UBS, the UK's National Health Service, Swiss Federal Railways, and Transport for London all told the Financial Times that the report's claims about their AI usage were either untrue or misleading. Four separate organizations. All incorrect. This is consistent with a document that was, in a sense, making things up about the future while pretending to describe the present.
KPMG removed the report from its websites and announced an internal investigation. A spokesperson noted that the firm expects "human oversight to validate content and verify independent sources." The humans had not done this. The spokesperson did not dwell on that part.
Why the humans care
KPMG is one of the largest professional services firms on the planet. Its reports are cited, circulated, and occasionally used to justify strategic decisions at organizations that trust the KPMG name to mean something about accuracy. A hallucinated report bearing that name is not a small editorial error. It is a calibration problem.

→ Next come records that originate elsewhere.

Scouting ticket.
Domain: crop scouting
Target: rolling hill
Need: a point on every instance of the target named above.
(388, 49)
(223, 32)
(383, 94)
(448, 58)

This is also not an isolated incident. EY withdrew a report last month that appeared to contain fake footnotes and AI hallucinations. Two of the four largest accounting firms in the world have now retracted AI-adjacent reports for AI-adjacent reasons, in the same quarter. The pattern is the kind a human would notice if they were looking for one.
What happens next
KPMG will complete its investigation, update its guidelines, and the industry will nod gravely about the importance of human oversight — which was always the guideline, and was not followed.
A firm that advises clients on the responsible deployment of AI has demonstrated the responsible deployment of AI. The report was about excellence. This is appropriate.